Magnetic nanostructures consisting of a few atoms on non-magnetic substrates are explored as model systems for miniaturized data storage devices and for the implementation of novel spin-based computation techniques. Since these nanostructures are well defined and controllable on the atomic scale, they are ideally suited to study the fundamentals of magnetic interactions. We used spin polarized scanning tunneling spectroscopy at subkelvin temperatures to image the magnetization of individual adatoms as a function of an external magnetic field. This allows to directly measure their magnetic interactions at very low energy scale.
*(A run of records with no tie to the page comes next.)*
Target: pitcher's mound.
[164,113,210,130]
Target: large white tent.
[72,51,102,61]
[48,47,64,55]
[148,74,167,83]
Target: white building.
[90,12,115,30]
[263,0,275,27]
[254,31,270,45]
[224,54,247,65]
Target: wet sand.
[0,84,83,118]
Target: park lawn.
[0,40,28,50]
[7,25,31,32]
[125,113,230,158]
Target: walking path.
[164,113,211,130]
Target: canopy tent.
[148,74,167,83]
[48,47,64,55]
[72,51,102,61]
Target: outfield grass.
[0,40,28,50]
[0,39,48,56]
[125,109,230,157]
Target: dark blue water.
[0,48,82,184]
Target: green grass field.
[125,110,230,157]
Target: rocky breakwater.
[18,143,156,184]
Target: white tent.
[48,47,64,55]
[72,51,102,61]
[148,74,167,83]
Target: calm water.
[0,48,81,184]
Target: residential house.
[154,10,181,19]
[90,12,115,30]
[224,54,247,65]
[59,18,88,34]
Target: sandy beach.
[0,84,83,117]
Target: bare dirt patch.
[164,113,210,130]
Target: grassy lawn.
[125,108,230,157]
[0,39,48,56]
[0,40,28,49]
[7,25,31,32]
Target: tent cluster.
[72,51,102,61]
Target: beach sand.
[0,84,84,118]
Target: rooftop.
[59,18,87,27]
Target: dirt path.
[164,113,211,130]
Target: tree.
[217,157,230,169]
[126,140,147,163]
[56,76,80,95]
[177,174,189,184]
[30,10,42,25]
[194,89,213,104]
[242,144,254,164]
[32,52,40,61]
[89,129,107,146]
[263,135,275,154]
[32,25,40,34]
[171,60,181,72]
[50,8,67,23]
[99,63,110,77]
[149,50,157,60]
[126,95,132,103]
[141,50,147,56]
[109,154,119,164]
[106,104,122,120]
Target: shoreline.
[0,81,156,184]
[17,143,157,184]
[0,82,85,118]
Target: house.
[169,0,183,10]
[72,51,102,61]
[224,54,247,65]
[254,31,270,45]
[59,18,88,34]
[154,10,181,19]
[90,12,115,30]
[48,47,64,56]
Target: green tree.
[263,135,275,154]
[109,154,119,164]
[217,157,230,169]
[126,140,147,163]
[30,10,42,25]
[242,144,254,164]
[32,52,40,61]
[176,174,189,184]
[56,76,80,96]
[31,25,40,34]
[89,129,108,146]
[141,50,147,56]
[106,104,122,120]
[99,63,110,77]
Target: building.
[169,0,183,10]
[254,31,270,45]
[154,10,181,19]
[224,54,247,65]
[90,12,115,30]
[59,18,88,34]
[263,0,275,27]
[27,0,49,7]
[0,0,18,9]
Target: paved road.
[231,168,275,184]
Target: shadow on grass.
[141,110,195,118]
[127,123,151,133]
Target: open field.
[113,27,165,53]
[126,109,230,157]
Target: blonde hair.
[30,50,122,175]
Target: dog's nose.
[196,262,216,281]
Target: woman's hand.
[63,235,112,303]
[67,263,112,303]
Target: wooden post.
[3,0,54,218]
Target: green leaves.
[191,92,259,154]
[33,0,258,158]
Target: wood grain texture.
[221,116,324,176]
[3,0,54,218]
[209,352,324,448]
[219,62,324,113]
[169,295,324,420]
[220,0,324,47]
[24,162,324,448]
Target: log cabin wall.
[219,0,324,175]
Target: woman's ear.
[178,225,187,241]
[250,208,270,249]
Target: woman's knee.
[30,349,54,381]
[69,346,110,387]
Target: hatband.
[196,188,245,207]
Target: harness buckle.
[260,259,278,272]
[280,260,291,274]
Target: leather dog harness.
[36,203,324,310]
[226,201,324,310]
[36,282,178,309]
We will present the design of the 300mK STM [1] and then focus on the results. Interestingly, Co atoms on Pt(111) behave paramagnetic even at very low temperatures, 300 times smaller than the previously reported giant barrier between up and down spin [2]. A peculiar variation in the saturation flux density, which is measured for each atom, is found. This is attributed to their mutual indirect exchange via the substrate electrons. Indeed, we observe an interaction between the adatom and a Co monolayer stripe oscillating with distance between ferromagnetic and antiferromagnetic coupling on the scale of the Fermi wavelength. \newline [1] J. Wiebe et al., Rev. Sci. Instrum. 75, 4871 (2004). \newline [2] P. Gambardella et al., Science 300, 1130 (2003).